Como
todos, siempre asocio palabras. Si digo “pintura”, pienso en Diego Velázquez;
si digo “canto”, pienso en Pavarotti; si digo “ciencia”, pienso en Einstein; si
digo “futbol”, pienso en Maradona. Asimismo, y por razones que ignoro, si digo
“fotografía”, pienso en Manuel Álvarez Bravo. Expreso que ignoro las razones
pero en realidad no tanto: las imágenes que nos dejó este artista mexicano son,
para mí, literalmente imborrables y envidiables. Envidio, envidio en serio,
porque me gusta la fotografía, las muchas placas que Álvarez Bravo nos dejó,
esos instantes llenos de poesía, la extraña magia que contiene cada uno de los
momentos que cazó con su impecable lente. Hay en todas esas fotos una pátina de
arte que por supuesto no logra pescar la cámara por sí misma, sino el hombre
que la manipula. Además, uno tiene la impresión de que todas las tomas son
sencillas. Lo son, de hecho, y tal vez por eso nos sorprenden: debajo de la
simplicidad de los momentos que atrapó Manuel Álvarez Bravo hay un temblor de
vida, la sutil evidencia de que todo está hecho de fugacidad.
Entre las decenas de imágenes que nos dejó y conozco, tengo mis cuatro o cinco
favoritas y son las que cito, todas localizables en internet. “Señor presidente
municipal” es una genialidad. Como siempre, pocos elementos son suficientes
para armar una atmósfera completa. El alcalde, sentado frente a su escritorio,
se pierde junto a la pared donde destaca un cromo del Padre de la Patria; cerca
de allí, casi en la misma jerarquía, otras imágenes, entre ellas un almanaque
con la foto de una troca. Despeinado, con una especie de susto en su gesto, el
indígena mira a la cámara como sin creer en la importancia que el objetivo le
confiere. Una foto maravillosa, sencilla y maravillosa.

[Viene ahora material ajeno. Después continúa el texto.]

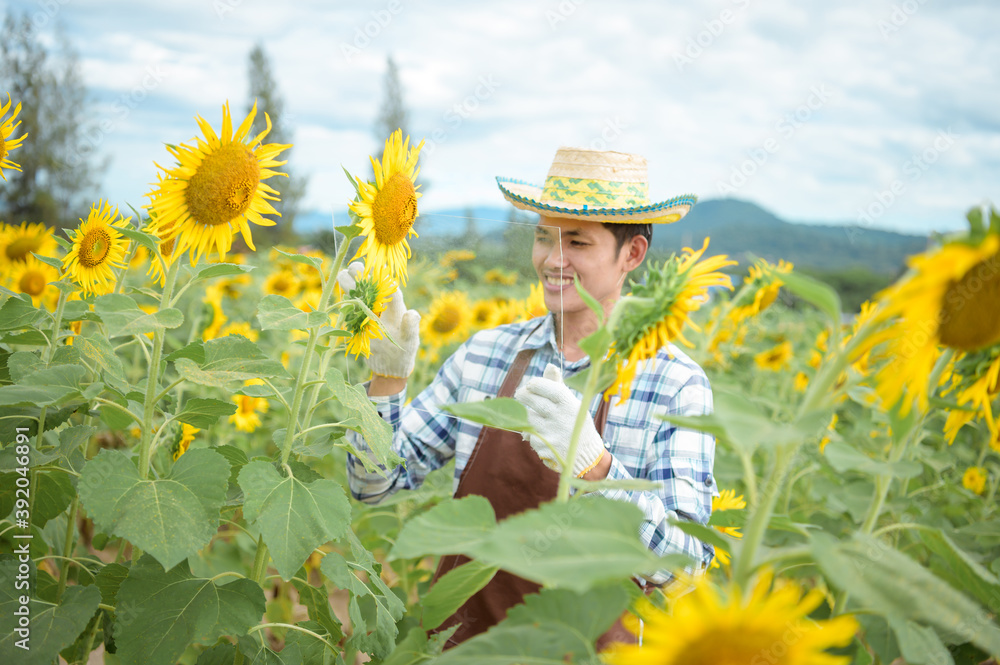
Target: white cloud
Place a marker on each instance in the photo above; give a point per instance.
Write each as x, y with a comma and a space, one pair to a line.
562, 72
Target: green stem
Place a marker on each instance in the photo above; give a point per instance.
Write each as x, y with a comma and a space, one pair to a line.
153, 379
589, 390
93, 635
260, 561
68, 547
749, 475
756, 529
300, 380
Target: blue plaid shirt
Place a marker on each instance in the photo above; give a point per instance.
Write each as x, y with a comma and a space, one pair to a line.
642, 445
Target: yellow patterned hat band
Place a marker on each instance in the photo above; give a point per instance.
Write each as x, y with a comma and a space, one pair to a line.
590, 191
596, 185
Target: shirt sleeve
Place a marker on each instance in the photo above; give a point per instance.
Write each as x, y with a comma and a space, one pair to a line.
423, 435
682, 462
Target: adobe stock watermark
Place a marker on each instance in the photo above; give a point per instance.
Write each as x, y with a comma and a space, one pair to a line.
898, 17
461, 111
562, 12
121, 109
364, 35
785, 128
713, 29
913, 169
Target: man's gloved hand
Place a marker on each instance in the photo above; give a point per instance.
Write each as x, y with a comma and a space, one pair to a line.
403, 325
552, 410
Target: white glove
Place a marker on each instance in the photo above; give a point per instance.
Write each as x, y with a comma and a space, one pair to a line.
387, 359
552, 410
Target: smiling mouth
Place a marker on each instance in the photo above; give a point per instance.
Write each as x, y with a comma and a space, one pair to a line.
558, 281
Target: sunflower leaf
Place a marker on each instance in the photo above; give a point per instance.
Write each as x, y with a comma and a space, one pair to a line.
146, 240
159, 613
221, 270
821, 295
295, 516
276, 312
48, 260
204, 412
53, 627
375, 637
451, 591
123, 318
18, 312
170, 518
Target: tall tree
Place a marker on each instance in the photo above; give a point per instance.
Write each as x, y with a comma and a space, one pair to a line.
393, 114
60, 170
264, 90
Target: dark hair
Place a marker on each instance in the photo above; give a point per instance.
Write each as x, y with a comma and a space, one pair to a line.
625, 232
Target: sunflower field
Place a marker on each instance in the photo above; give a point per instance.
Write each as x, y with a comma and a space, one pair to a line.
173, 419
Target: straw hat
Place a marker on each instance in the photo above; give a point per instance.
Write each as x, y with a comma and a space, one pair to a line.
598, 185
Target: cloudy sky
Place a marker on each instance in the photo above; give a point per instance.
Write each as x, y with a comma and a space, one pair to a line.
878, 112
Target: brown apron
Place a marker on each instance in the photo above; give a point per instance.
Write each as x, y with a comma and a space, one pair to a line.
505, 470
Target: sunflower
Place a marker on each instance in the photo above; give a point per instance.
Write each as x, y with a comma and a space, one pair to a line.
388, 208
216, 188
727, 500
658, 308
453, 256
976, 376
501, 277
534, 305
18, 243
248, 409
775, 358
98, 249
448, 320
35, 278
7, 128
950, 298
760, 289
283, 283
187, 436
974, 479
703, 628
242, 328
375, 292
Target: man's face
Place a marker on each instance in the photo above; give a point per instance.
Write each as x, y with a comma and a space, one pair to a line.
564, 248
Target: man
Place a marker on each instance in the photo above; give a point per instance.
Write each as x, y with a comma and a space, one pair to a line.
595, 225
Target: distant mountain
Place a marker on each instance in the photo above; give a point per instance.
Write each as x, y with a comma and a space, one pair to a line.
744, 230
740, 229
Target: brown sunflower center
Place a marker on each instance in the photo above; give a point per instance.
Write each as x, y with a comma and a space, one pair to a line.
224, 185
970, 310
21, 248
94, 247
394, 209
446, 320
32, 282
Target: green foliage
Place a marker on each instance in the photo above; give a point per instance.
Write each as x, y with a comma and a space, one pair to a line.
171, 518
295, 516
159, 613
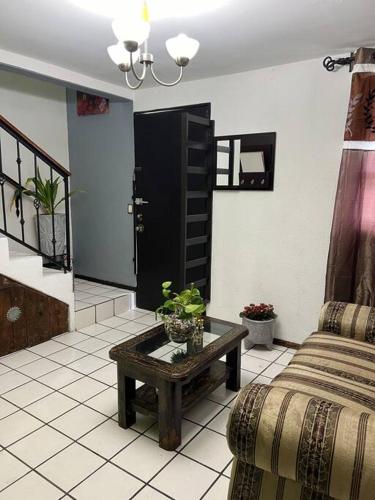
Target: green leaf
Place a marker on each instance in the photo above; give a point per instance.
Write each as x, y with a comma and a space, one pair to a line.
192, 308
169, 304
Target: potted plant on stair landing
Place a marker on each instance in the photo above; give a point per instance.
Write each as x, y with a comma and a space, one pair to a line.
259, 319
45, 193
181, 312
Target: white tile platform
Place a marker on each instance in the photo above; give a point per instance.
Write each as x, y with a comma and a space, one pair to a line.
95, 302
59, 436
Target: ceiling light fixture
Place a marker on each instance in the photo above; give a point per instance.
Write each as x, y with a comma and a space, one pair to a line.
132, 30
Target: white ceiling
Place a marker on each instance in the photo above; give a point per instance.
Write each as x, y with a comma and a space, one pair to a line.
242, 35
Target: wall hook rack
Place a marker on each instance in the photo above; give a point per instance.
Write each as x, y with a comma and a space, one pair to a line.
330, 64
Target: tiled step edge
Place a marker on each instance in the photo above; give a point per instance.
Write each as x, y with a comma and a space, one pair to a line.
98, 312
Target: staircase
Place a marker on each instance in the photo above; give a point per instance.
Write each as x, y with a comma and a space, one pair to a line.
31, 254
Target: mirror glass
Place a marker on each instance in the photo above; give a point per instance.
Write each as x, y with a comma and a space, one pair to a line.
245, 161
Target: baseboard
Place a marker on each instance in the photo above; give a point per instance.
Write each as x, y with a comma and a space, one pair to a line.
103, 282
286, 343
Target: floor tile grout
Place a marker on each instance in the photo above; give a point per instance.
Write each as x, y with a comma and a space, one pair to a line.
221, 406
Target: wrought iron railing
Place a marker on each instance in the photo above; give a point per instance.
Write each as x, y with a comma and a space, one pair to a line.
45, 239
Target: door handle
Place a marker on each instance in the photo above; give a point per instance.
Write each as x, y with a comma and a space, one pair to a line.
140, 201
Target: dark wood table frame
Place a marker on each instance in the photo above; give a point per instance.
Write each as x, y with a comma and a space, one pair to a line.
174, 383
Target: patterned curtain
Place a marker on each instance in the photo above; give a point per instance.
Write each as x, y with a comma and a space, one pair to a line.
351, 260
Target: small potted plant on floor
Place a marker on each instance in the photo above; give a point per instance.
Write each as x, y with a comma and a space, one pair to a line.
181, 312
44, 193
259, 320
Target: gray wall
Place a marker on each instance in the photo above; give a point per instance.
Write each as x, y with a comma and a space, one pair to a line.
101, 154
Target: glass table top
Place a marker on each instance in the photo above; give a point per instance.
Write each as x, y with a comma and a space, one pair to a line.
160, 347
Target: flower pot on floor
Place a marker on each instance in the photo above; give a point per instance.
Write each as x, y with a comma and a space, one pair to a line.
46, 234
260, 332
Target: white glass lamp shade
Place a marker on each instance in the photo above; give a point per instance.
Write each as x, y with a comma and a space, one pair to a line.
182, 48
120, 56
128, 29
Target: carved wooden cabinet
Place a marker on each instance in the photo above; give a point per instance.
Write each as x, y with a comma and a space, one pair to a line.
28, 317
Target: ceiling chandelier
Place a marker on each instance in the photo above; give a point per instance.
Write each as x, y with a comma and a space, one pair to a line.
132, 29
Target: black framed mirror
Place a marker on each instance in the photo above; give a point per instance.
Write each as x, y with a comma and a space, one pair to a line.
245, 162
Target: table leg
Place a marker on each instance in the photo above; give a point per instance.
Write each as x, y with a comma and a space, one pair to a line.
169, 415
234, 367
126, 395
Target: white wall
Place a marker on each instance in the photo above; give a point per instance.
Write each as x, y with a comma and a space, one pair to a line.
272, 246
37, 108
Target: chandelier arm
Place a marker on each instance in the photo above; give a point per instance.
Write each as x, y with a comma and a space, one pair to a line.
134, 71
166, 84
132, 87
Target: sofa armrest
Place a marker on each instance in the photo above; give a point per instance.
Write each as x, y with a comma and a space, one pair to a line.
320, 444
348, 320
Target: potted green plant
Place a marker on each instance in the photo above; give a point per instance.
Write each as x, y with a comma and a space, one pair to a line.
259, 320
181, 312
44, 193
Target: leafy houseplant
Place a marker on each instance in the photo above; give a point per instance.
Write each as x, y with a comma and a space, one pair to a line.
44, 193
259, 320
181, 312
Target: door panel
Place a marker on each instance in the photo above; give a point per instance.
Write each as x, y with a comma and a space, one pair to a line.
176, 183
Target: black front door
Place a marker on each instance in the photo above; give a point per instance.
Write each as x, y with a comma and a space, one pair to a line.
162, 194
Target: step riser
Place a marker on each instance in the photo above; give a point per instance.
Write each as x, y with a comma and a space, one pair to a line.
28, 270
99, 312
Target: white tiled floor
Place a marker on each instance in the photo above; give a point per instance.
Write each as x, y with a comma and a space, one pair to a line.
58, 424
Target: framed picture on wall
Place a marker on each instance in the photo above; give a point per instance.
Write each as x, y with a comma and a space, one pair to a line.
88, 104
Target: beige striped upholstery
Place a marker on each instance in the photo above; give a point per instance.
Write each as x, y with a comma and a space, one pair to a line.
348, 320
311, 433
248, 482
335, 368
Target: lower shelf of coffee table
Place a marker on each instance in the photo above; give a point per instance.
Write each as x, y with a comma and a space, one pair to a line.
146, 400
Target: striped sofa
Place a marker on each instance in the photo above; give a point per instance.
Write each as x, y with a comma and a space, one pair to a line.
311, 433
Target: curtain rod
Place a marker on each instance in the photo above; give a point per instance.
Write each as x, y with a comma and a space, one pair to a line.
330, 63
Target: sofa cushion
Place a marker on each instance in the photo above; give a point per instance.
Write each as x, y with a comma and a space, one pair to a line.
250, 483
335, 368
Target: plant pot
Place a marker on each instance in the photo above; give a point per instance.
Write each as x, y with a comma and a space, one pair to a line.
178, 330
260, 332
46, 234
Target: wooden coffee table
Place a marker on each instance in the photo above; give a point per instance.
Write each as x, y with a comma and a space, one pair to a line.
175, 376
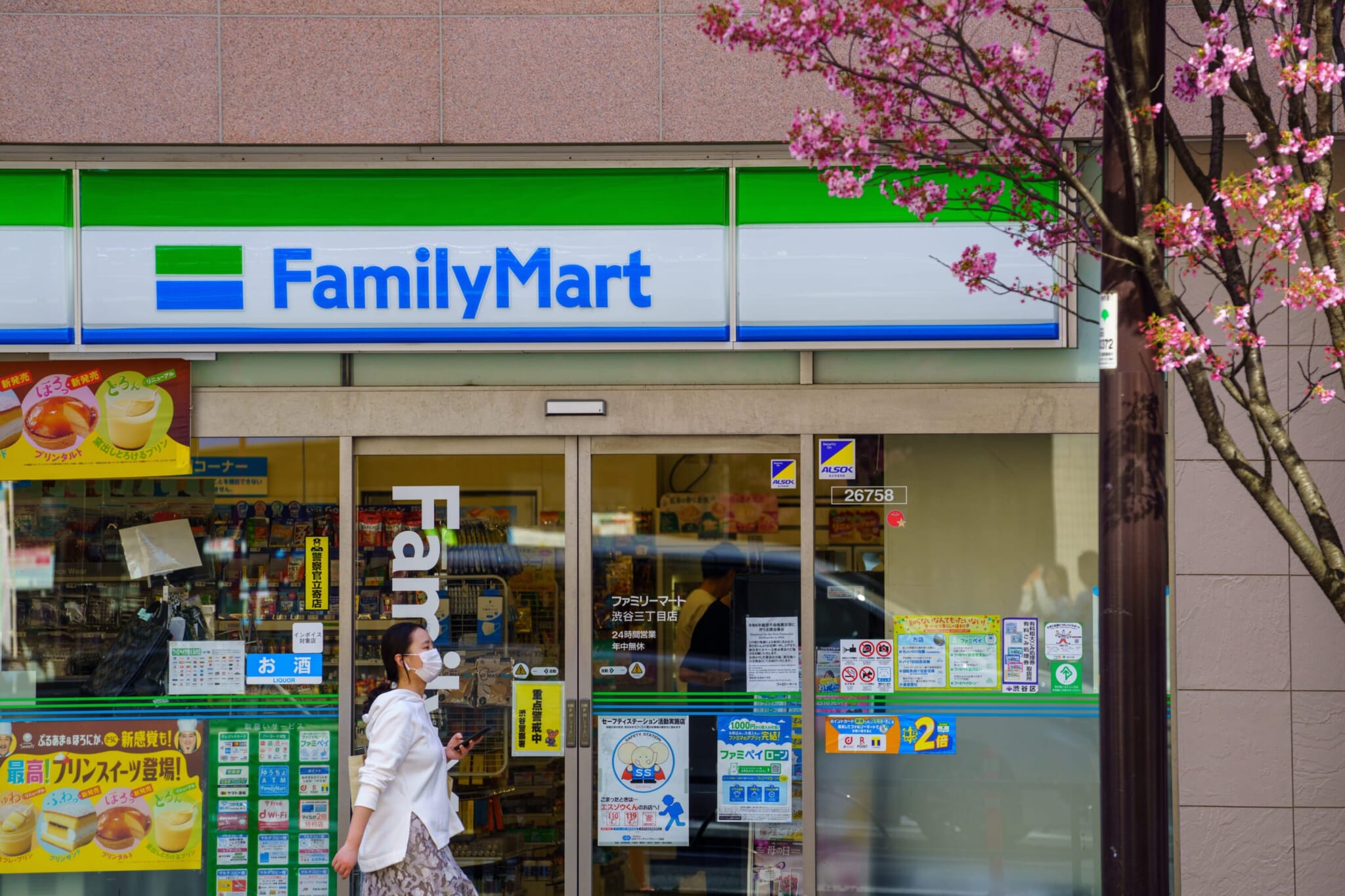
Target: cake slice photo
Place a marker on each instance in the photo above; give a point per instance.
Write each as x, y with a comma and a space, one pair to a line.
68, 822
18, 821
11, 418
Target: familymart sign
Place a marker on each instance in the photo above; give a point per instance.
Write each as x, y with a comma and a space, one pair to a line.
232, 257
399, 284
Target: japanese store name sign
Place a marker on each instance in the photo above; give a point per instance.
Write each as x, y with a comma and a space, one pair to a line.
95, 419
101, 796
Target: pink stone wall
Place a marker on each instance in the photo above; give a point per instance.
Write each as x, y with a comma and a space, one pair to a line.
1261, 656
380, 72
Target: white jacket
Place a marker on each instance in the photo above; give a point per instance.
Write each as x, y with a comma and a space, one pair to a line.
404, 773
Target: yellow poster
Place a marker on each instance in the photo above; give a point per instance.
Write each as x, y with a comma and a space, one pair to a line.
95, 419
539, 719
315, 589
947, 652
101, 796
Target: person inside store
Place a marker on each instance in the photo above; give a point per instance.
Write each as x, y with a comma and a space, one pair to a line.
711, 667
718, 566
404, 815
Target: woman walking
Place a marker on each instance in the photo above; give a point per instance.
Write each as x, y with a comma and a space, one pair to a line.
403, 817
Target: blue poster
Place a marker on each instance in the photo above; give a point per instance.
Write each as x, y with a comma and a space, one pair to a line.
273, 781
757, 761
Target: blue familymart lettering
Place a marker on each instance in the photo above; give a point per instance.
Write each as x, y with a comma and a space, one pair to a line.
432, 284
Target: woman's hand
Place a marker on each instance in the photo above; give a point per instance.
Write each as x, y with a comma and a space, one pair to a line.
458, 748
345, 861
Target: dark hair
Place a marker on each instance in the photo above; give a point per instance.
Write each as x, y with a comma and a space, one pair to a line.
722, 559
397, 637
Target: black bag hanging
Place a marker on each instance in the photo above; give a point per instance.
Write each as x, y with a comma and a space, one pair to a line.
137, 661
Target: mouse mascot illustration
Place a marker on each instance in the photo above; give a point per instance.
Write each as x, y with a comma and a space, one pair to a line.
643, 762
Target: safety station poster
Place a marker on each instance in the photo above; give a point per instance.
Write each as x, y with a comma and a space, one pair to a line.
95, 419
642, 784
101, 796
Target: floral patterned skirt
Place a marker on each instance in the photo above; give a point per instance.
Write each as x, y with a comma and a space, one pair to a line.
427, 871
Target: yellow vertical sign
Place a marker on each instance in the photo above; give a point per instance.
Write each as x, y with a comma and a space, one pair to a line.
539, 714
315, 585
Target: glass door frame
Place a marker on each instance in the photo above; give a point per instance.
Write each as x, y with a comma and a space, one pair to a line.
588, 446
353, 448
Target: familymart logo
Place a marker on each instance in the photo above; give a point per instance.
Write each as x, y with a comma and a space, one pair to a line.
200, 278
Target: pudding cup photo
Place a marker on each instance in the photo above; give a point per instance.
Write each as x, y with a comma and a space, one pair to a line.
18, 824
173, 825
131, 417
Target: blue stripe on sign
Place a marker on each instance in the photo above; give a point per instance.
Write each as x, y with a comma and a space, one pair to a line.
902, 333
475, 335
200, 295
38, 336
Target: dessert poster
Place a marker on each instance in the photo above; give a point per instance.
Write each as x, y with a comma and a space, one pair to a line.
95, 419
101, 796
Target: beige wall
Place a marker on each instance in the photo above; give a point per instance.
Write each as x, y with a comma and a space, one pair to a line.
1261, 656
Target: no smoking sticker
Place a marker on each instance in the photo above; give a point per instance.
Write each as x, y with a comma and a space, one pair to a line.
866, 667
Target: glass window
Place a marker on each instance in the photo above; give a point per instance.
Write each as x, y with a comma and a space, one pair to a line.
146, 625
499, 585
956, 656
695, 673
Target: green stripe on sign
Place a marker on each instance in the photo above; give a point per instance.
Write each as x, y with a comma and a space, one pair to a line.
404, 198
37, 199
797, 196
198, 259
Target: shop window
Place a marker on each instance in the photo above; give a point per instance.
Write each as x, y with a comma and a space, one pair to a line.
170, 662
87, 590
957, 716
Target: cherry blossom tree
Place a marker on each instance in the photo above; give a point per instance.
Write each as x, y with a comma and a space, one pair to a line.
1007, 98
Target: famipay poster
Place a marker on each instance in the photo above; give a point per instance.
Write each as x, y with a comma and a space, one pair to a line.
947, 652
95, 419
101, 796
757, 762
272, 807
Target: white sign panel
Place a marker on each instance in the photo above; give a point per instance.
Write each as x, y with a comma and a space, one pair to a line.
642, 774
401, 284
1020, 654
817, 282
866, 667
772, 653
37, 286
307, 637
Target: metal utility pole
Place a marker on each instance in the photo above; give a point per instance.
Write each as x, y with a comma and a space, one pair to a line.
1133, 503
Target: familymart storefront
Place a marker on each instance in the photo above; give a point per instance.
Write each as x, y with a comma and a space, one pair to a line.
557, 413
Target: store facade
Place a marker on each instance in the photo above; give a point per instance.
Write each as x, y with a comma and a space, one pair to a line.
546, 409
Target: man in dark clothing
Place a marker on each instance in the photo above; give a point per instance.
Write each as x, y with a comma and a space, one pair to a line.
709, 668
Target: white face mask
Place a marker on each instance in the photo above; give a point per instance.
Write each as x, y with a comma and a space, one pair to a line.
431, 666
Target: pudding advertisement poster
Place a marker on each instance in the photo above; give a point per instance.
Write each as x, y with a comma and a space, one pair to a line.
95, 419
101, 796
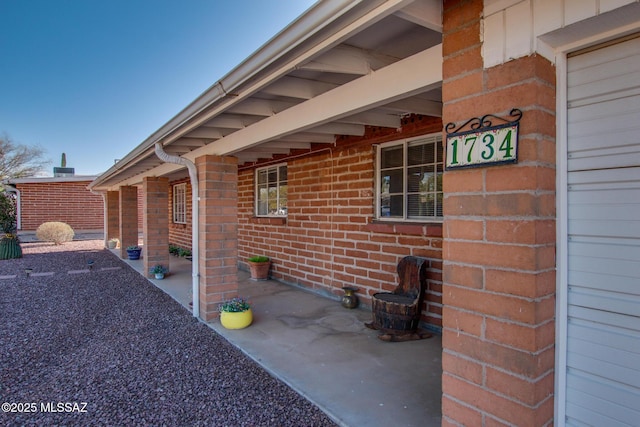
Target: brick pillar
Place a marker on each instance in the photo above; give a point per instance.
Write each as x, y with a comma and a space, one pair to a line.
499, 240
128, 218
112, 205
155, 222
218, 236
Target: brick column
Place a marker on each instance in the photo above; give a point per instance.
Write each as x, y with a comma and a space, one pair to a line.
499, 240
218, 236
112, 211
155, 222
128, 218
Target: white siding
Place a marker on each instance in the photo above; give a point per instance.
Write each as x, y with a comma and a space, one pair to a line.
511, 28
603, 325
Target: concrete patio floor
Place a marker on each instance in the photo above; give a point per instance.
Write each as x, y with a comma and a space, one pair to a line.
325, 353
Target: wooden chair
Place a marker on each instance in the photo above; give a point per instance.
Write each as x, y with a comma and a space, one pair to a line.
397, 314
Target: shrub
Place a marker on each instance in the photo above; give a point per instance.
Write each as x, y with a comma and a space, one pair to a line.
56, 232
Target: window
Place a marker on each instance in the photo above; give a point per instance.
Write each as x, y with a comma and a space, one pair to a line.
271, 191
409, 175
180, 203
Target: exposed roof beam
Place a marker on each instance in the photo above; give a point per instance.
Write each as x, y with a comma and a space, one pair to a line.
413, 75
318, 138
427, 13
295, 87
189, 142
335, 128
205, 132
348, 60
299, 145
374, 119
260, 107
417, 106
231, 121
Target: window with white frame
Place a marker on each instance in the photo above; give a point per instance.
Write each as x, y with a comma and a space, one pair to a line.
409, 179
180, 203
271, 191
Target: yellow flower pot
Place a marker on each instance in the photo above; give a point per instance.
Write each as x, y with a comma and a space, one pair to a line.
238, 320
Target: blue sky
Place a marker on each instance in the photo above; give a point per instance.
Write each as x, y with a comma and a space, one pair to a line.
94, 78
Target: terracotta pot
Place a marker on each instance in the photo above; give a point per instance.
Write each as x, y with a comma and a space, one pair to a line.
259, 270
237, 320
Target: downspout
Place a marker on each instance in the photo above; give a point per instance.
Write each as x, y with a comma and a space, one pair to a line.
13, 189
193, 176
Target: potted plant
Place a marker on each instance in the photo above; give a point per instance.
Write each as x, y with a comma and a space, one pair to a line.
259, 267
159, 271
235, 313
9, 242
134, 252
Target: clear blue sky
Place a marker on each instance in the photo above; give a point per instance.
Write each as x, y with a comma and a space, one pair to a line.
94, 78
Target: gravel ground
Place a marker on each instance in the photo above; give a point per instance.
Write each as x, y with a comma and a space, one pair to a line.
108, 339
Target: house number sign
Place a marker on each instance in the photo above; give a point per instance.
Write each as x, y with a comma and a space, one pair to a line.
483, 143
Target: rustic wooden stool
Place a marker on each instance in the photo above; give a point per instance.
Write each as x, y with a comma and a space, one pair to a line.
397, 314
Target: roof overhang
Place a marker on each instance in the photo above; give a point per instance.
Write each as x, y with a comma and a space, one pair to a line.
49, 179
339, 67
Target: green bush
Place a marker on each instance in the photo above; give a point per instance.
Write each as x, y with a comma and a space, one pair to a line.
56, 232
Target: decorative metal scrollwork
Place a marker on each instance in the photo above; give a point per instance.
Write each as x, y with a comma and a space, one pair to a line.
484, 122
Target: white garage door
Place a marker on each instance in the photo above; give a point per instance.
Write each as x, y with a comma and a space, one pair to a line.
603, 297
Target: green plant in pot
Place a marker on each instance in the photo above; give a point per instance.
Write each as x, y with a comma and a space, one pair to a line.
235, 313
259, 266
159, 271
9, 243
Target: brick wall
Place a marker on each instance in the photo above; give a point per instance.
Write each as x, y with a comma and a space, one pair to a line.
499, 240
329, 239
69, 202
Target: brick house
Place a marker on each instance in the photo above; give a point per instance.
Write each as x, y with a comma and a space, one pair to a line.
66, 199
325, 150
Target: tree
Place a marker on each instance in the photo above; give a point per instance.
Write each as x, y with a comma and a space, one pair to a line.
20, 161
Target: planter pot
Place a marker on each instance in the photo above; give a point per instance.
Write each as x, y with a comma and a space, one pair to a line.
238, 320
259, 270
134, 253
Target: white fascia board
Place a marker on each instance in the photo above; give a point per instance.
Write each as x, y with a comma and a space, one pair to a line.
46, 179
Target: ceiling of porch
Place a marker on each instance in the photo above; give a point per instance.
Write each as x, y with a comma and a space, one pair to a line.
333, 83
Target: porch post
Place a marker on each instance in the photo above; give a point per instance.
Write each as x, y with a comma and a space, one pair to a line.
128, 218
155, 222
112, 200
218, 234
499, 240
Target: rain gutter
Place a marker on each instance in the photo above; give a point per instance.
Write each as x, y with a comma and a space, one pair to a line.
195, 231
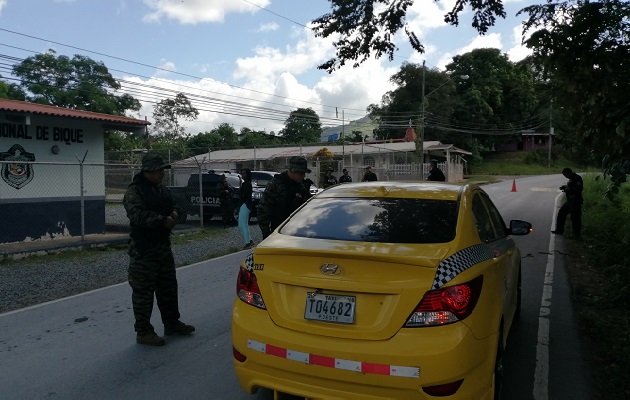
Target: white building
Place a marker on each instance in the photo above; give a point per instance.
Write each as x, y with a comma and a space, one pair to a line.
44, 191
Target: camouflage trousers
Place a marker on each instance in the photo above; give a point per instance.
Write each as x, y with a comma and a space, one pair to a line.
227, 212
152, 274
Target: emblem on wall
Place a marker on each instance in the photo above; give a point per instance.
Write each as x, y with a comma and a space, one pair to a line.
16, 173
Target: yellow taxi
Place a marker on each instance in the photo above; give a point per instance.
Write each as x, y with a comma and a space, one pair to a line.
381, 290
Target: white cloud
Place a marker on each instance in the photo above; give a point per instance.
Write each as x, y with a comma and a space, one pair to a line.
272, 85
426, 15
165, 67
272, 26
197, 11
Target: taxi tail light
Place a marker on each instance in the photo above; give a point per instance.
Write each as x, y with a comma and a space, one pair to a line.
238, 356
247, 289
446, 305
447, 389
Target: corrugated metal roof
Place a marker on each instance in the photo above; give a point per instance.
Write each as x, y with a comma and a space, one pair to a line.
269, 153
24, 107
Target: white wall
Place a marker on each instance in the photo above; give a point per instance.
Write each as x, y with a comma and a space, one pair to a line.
73, 137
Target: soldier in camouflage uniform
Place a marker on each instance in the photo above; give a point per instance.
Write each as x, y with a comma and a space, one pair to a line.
153, 213
225, 196
283, 195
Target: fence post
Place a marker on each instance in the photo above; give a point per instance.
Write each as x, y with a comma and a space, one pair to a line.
82, 196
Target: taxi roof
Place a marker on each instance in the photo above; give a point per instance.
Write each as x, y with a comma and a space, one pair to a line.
400, 189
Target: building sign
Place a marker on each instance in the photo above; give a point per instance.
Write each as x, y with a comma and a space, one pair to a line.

Imagen viva de la muerte, “Obrero en huelga asesinado” es sin duda una de las
fotos más famosas de Álvarez Bravo. La posición del cuerpo, el tono de piel, la
camisa y la cara manchadas de sangre, todo hace de esta imagen un instante que
condensa el dramatismo de la violencia consumada. Es extraño que no necesitemos
el color rojo de la sangre para saber que la mancha gris es roja, brutal y
desgarradoramente roja, como si la mente completara por Gestalt el color que se
derrama del cuerpo ultimado.
Parece que el humor negro se revela en “Cajas mortuorias”. La mujer, tímida, de
perfil, mira hacia donde señala en dedo, un dedo sarmentoso y negro, el dedo de
la muerte. La mano pintada en la pared en este caso no pudo ser más siniestra.
Por último, la foto más famosa del gran artista mexicano: “Parábola óptica”,
imagen que vemos y nos ve con sus siete surrealistas ojos, una especie de foto
que homenajea al ojo, como esas casas de espejos de las ferias en las que nos
vemos multiplicados y parece que nos ven desde todos los ángulos. Esta foto
bien puede ser una alegoría del internet y sus millones de ojos atentos a los
que podemos ser y hacer.
Tengo dos referencias a la mano sobre Álvarez Bravo. La primera, un artículo
publicado en el número 29 de la revista El Hijo Pródigo del 15 de agosto de 1945 recogida en libro por
el FCE dentro de la colección Revistas Literarias Mexicanas Modernas (México,
1983, p. 377). Lo escribió, con la excelente prosa crítica que también ejerció,
el poeta Xavier Villaurrutia. La segunda es de Enrique Krauze en su libro Retratos personales (Tusquets, México,
2007, p. 19). Ambos destacan, no podía ser de otra manera, la peculiar capacidad
poética del fotógrafo, una mirada que nos legó imágenes ya inmortales.
Por
esto Villaurrutia subrayó: “Detener lo inasible, hacer durar el instante,
lograr que los ojos de nuestros dedos palpen el misterio que se desprende a
veces de un objeto o se aloja en un ser o en las sombras de un ser y de un
objeto, son las operaciones poéticas de Manuel Álvarez Bravo”.
En
un tiempo, como el actual, de imágenes por toneladas, no sobra detenerse un
poco en la obra de Álvarez Bravo. Quizá así vislumbraremos la diferencia entre
una imagen efímera y otra perdurable, con olor a eternidad.